Parmi les motifs invoqués pour cette modification à la loi du 29 juillet 1881 sur la liberté de presse, on cite la couverture des démêlés judiciaires du sénateur Serge Dassault par Le Figaro, quotidien dont il est le propriétaire. En février dernier, Libération avait publié un texte intitulé « Au “Figaro”, pas la liberté de blâmer ». On y relevait le malaise ressenti par les journalistes.
En entrevue à Télérama, Mme Goulet a indiqué que l’objectif de sa proposition de loi n’est pas de remplacer les sociétés de journalistes par des conseils de rédactions quoiqu’elle ajoute que les sociétés de journalistes pourraient « faire évoluer leurs statuts pour disposer de cette arme juridique ». Un article du Metro News rappelle que les avis des sociétés de journalistes ne sont pas contraignants pour les patrons de presse.
Le vote sur le projet de loi devrait avoir lieu à la mi-novembre. Sur son blogue, l’Association de préfiguration d’un conseil de presse en France estime qu’il y a « encore beaucoup d’obstacles politiques pour qu’elle [la proposition] vienne en discussion, et encore plus pour qu’elle soit adoptée […] »
En 2013, lors de l’examen d’un projet de loi sur la transparence de la vie publique, Mme Goulet avait tenté d’interdire qu’un parlementaire détienne une entreprise de presse ou y exerce des fonctions de direction. Le Sénat et le gouvernement avaient alors refusé cet amendement.
Mise à jour le 9 octobre 2014
Deux textes (ici et ici) résument la conférence de presse tenue le 7 octobre et réunissant la sénatrice Nathalie Goulet, la secrétaire générale du SNJ Dominique Pradalié, le porte-parole des Indignés du PAF Philippe Guihéneuf, et le grand reporter de France Télévisions Joseph Tual.
Dans ces comptes rendus on peut lire que « Depuis le début des années 2000, les droits des journalistes sont insuffisants.
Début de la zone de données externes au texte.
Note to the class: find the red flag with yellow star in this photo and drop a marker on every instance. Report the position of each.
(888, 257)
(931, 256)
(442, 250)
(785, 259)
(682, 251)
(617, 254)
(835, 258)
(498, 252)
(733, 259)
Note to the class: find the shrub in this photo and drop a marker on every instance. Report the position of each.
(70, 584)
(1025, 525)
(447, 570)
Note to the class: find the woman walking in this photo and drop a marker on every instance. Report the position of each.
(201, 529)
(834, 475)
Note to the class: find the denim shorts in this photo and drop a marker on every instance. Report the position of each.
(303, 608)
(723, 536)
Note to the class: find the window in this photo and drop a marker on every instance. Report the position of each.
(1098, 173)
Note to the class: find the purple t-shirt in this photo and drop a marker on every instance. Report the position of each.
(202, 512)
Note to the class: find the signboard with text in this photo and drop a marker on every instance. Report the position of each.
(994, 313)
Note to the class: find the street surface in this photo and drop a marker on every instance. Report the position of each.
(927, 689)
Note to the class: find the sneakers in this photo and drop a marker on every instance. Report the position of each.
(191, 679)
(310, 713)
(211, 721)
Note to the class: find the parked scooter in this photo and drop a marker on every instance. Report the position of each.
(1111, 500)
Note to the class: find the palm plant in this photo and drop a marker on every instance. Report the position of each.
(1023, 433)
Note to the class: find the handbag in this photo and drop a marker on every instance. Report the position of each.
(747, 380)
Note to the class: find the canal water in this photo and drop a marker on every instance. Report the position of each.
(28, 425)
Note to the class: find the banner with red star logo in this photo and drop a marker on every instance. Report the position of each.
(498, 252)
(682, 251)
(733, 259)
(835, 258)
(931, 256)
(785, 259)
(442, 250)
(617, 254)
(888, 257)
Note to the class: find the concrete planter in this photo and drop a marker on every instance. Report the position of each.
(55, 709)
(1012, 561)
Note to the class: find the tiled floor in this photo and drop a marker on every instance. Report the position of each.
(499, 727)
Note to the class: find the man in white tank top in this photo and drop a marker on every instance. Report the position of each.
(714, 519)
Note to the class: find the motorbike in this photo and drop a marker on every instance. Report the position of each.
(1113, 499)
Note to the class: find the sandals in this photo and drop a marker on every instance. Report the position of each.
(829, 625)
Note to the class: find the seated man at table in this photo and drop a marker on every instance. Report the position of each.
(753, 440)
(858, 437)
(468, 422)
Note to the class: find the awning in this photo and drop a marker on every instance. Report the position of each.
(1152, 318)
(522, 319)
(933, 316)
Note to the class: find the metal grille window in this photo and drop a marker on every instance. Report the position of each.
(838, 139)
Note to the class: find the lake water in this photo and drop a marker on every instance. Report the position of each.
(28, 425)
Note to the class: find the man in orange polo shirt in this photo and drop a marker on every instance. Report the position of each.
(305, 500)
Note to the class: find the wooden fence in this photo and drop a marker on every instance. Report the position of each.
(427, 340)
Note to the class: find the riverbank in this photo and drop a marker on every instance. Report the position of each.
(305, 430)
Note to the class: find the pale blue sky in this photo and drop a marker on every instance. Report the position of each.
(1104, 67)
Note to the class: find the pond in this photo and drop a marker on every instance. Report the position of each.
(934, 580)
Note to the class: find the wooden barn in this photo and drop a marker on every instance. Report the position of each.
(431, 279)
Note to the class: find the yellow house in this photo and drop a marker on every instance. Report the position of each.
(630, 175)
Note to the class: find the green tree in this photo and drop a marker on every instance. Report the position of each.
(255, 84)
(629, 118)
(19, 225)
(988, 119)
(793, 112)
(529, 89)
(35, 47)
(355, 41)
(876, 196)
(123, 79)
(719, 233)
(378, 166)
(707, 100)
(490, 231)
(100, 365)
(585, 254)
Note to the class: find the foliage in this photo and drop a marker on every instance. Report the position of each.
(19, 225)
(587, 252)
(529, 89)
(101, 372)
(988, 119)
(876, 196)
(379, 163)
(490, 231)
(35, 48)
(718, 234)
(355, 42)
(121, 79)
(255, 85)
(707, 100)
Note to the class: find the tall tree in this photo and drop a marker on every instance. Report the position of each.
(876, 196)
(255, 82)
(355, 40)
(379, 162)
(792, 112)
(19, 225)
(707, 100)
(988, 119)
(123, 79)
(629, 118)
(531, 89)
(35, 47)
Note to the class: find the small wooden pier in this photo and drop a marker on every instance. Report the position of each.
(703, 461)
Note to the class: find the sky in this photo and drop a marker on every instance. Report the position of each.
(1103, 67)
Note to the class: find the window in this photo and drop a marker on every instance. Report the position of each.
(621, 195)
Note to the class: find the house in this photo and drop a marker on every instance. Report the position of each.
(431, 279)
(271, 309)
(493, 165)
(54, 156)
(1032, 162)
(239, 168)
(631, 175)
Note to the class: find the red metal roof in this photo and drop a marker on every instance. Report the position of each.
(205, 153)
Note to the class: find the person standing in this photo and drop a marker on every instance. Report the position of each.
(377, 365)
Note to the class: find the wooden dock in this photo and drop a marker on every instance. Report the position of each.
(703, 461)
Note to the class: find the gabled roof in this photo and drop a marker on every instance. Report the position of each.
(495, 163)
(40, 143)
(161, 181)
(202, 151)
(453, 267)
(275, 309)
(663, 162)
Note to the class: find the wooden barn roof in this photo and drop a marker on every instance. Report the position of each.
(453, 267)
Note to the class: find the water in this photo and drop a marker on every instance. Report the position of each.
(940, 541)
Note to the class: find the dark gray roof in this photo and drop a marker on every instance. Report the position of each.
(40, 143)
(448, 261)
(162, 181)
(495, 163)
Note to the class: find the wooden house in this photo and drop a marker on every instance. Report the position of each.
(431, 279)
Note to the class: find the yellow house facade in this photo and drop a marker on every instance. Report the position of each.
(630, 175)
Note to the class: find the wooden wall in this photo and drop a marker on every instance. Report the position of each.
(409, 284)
Cela se fait au détriment des rédactions, étant peu rémunératrices pour les médias : la mission d’information du public a disparu dans l’idéal des propriétaires de médias. […] Le Conseil de Rédaction permettra d’asseoir une protection collective, diminuant fortement l’autocensure, et sera en premier lieu une « instance de dialogue ». »
Consciente que le projet paraîtra probablement incomplet aux yeux du milieu journalistique, Mme Goulet a fait valoir que « ce texte présente une avancée ».